Après la réintégration par le Vatican d'un évêque niant l'Holocauste, la chancelière allemande a demandé au souverain pontife de rejeter sans ambiguïté toute négation du génocide juif par l'Allemagne nazie.
AFP - La chancelière allemande Angela Merkel est devenue jeudi le premier chef de gouvernement à critiquer le pape Benoît XVI après la réintégration d'un évêque niant l'holocauste.
"Il n'est pas possible que cela soit sans conséquence", a expliqué Mme Merkel, en réponse à une question sur la décision du pape, son compatriote, de réintégrer un évêque négationniste.
"La question ne concerne pas seulement les communautés chrétienne, catholique et juive en Allemagne, mais il faut que de la part du pape et du Vatican il soit clairement établi qu'on ne peut pas nier l'Holocauste", a-t-elle déclaré en marge d'une conférence de presse à Berlin avec le président kazakh Noursoultan Nazarbaïev.
La clarification apportée par le pape "est, de mon point de vue, encore insuffisante", a dit la chancelière, qui gouverne un pays où la question de l'Holocauste est évidemment particulièrement sensible.
"Si le comportement du Vatican peut donner l'impression que l'Holocauste peut être nié, alors il s'agit de questions fondamentales (concernant) la relation avec le judaïsme", a expliqué Mme Merkel, notant que "en règle générale" elle n'avait pas à commenter les décisions de l'Eglise catholique romaine.
"Je dois néanmoins préciser, en tant que protestante, que je trouve encourageant que de nombreuses voix au sein de l'Eglise catholique aient réclamé une clarification", a ajouté Mme Merkel, fille d'un pasteur luthérien.
Mgr Richard Williamson, l'un des quatre évêques intégristes de la fraternité Saint-Pie X dont l'excommunication a été levée par le pape le 24 janvier, a nié deux jours auparavant l'existence des chambres à gaz.
Depuis, le pape a exprimé sa "solidarité" avec les juifs et a condamné à deux reprises la négation de la Shoah mais sans évoquer Mgr Williamson.
En Allemagne, où le négationnisme est passible de prison, les réactions ont été d'autant plus violentes que le pays était fier en 2005 de l'élection de l'un des siens au trône de Saint-Pierre. Un éminent théologien, Hermann Häring, a recommandé lundi au pape de démissionner. Pour l'évêque de Hambourg Werner Thissen il y a "très clairement une perte de confiance" dans le pape. "Rehabiliter un négationniste est toujours une mauvaise décision" a-t-il dit.

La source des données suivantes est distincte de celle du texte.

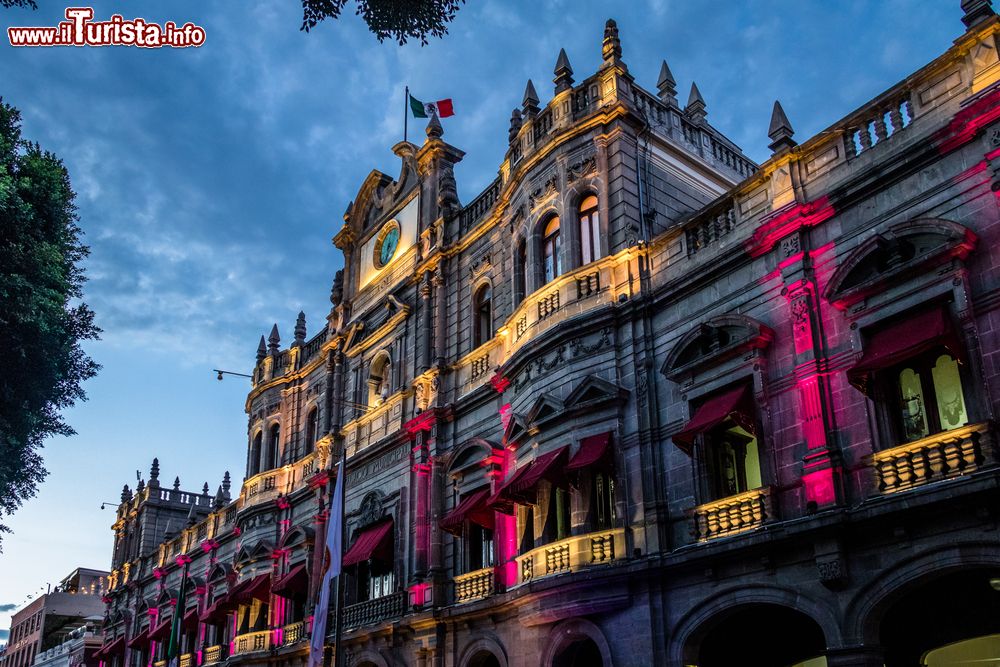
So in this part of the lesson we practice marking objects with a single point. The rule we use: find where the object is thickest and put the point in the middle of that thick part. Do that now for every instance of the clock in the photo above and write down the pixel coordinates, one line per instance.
(386, 244)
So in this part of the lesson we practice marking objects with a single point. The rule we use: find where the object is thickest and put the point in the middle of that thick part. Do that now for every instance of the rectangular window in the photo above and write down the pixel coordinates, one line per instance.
(927, 394)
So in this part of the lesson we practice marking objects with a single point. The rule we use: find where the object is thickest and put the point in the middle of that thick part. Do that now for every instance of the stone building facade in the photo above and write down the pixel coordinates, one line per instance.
(641, 401)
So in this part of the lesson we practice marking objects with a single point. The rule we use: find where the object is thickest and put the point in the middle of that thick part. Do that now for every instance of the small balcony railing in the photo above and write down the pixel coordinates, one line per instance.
(475, 585)
(214, 654)
(375, 611)
(293, 633)
(253, 642)
(732, 515)
(571, 554)
(941, 456)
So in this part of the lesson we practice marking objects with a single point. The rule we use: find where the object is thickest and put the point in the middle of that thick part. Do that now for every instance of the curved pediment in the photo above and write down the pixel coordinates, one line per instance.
(713, 342)
(896, 254)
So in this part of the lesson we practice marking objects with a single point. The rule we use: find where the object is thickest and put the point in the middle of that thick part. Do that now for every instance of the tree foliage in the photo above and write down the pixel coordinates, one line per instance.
(397, 19)
(42, 320)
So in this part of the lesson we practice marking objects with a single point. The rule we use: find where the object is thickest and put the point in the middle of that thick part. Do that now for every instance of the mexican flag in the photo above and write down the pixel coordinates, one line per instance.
(441, 108)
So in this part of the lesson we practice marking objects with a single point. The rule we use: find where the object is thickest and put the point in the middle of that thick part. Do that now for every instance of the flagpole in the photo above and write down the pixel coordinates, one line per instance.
(337, 652)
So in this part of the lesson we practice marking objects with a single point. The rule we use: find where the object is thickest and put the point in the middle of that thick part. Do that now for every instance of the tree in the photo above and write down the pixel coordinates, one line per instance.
(398, 19)
(42, 320)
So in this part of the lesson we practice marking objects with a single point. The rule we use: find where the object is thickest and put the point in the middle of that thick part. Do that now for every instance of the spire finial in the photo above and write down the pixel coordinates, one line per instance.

L'évêque de Stuttgart, Gebhard Fürst, a reconnu de son côté que la décision papale "portait atteinte à la crédibilité de l'Eglise catholique" et avait créé "beaucoup d'incertitude, d'incompréhension et de déception".
Le prestigieux hebdomadaire Der Spiegel fait sa Une cette semaine sur celui qui fut le cardinal Josef Ratzinger, sous le titre "Celui qui plane", et tente d'analyser pourquoi "un pape allemand fait du mal à l'Eglise catholique".
Peu après la décision pontificale, la communauté juive d'Allemagne avait annoncé la suspension jusqu'à nouvel ordre de tout dialogue avec l'Eglise catholique. "Ce qu'a fait Benoît XVI est inexcusable", a souligné dans une interview au Spiegel le vice-président du Conseil central des juifs d'Allemagne, Salomon Korn.
"Un pape allemand - c'est comme cela que le monde le perçoit - accorde sa grâce à quelqu'un qui nie l'Holocauste, et cela quelques jours à peine avant la célébration de la libération d'Auschwitz (le 27 janvier 1945). Je tenais Ratzinger pour un homme circonspect et clairvoyant. Apparemment je m'étais trompé", a ajouté M. Korn.